NEW YORK (Reuters) - A federal judge has thrown out a $12 million punitive damages award to billionaire William Koch in his lawsuit accusing a fellow oenophile of selling him 24 bottles of fake Bordeaux, and reduced the award to just $711,622.
U.S. District Judge J. Paul Oetken in Manhattan agreed with the defendant, Silicon Valley entrepreneur Eric Greenberg, that the jury’s April 2013 award was “exorbitant,” being more than 33 times the $355,811 it awarded in compensatory damages.
Oetken also lowered those damages to $212,699, reflecting Koch’s prior settlement with Zachys Wine Auctions Inc, reducing the total award to $924,321 from nearly $12.4 million.
“The jury found that (Greenberg) had shamelessly defrauded customers with ‘garbage,'” Oetken wrote. “Yet his conduct did not cause a particularly egregious harm: he was dealing in luxury goods marketed to a sophisticated and wealthy subset of the population.
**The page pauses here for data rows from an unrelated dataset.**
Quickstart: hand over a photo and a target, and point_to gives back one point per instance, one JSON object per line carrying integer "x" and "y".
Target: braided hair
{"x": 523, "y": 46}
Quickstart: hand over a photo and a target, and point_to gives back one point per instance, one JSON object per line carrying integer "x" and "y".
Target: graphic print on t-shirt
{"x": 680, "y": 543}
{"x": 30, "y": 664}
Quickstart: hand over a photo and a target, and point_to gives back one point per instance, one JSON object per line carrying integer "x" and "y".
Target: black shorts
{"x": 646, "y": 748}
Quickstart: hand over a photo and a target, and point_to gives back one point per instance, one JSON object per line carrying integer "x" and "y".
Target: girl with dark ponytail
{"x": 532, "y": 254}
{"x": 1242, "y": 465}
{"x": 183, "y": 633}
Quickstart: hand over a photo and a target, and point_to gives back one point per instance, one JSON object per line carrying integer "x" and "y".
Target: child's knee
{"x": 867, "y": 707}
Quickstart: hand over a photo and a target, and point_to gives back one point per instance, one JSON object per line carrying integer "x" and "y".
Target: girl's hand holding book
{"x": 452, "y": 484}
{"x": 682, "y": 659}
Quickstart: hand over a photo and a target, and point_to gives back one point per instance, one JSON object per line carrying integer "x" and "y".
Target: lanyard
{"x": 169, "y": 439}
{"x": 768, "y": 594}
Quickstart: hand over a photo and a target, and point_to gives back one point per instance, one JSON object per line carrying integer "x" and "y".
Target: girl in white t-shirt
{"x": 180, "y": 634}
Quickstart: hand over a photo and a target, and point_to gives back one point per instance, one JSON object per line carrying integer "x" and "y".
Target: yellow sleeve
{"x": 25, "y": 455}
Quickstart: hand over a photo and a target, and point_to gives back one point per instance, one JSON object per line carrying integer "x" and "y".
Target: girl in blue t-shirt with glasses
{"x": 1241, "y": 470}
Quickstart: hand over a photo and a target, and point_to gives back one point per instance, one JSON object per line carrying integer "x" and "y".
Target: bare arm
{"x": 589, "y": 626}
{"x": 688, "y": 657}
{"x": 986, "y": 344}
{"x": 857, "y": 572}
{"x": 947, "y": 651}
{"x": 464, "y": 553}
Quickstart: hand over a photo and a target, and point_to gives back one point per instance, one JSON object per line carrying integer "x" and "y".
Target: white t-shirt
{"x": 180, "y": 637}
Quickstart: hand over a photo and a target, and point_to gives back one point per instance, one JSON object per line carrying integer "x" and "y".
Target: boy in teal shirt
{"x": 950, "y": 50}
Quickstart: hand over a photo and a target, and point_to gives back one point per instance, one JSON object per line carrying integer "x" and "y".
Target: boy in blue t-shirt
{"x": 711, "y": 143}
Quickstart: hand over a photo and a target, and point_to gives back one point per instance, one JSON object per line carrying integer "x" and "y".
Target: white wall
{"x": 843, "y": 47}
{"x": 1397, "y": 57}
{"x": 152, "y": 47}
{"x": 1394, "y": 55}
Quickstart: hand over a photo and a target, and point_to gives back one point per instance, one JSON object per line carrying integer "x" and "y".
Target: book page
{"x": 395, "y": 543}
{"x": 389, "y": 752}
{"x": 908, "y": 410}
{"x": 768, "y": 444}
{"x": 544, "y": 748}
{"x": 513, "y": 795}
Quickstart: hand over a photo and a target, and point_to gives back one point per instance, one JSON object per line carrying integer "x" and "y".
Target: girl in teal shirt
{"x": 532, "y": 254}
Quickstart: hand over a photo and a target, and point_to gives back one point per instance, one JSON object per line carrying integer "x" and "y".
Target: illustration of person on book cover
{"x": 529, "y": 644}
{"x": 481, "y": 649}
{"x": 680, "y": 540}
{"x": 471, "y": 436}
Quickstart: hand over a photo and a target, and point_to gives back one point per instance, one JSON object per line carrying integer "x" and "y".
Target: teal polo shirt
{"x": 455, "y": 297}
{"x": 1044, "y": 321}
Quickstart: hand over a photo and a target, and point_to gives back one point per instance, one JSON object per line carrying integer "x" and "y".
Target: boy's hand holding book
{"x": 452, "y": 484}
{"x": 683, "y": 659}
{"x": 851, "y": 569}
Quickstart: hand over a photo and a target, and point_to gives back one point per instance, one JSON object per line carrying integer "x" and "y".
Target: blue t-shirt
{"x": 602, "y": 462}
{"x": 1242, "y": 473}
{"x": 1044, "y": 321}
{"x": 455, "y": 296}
The harm was strictly economic, and the victims were far from vulnerable consumers. These facts merit a relatively low award of punitive damages.”
Oetken said punitive damages equal to two times compensatory damages would punish Greenberg and deter other fraudsters.
In letting the verdict stand, the judge said Greenberg did not meet his “heavy burden” of showing that reasonable jurors could not have ruled against him.
Greenberg had maintained that he thought the wines were authentic. The trial lasted three weeks.
Oetken also denied Koch’s requests to recoup $7.9 million of attorney’s fees, and restrict Greenberg’s future wine sales. The judge said if Koch does not accept the reduced punitive damages award, then a new trial on those damages will be held.
Brad Goldstein, a spokesman for Koch, said Koch is reviewing the decision, and is “very pleased” that the verdict was upheld.
“Our goal from the start was to shine a bright light on fraud that had gone undetected,” he said. “This case was never about money, it was about principle, and on that Bill Koch has resoundingly won.”
Koch is the brother of conservative political activists Charles and David Koch.
Arthur Shartsis, a lawyer for Greenberg, also welcomed Oetken’s decision.
“This is obviously a very dramatic turnaround,” Shartsis said in a phone interview. “Though we maintain that Eric did not defraud anybody, the thrust of the judge’s decision is correct on compensatory damages, although high on punitive damages.”
In his lawsuit, William Koch accused Greenberg of knowingly selling him counterfeit wine at an October 2005 Zachys auction, including Chateau Lafite from 1811, Chateau Latour from 1864 and 1865, and a magnum of Chateau Petrus from 1921.
Koch has also filed other lawsuits claiming he was deceived into buying fake wine.
In October 2012, a federal appeals court in New York dismissed his lawsuit against Christie’s auction house over bottles said to have belonged to Thomas Jefferson, the third U.S. president, which had been offered by German dealer Hardy Rodenstock.
Koch, 73, is the founder of the Oxbow Energy group, and won the America’s Cup yachting race in 1992. Forbes magazine this month estimated his net worth at $3.9 billion.
The case is Koch v. Greenberg, U.S. District Court, Southern District of New York, No. 07-09600.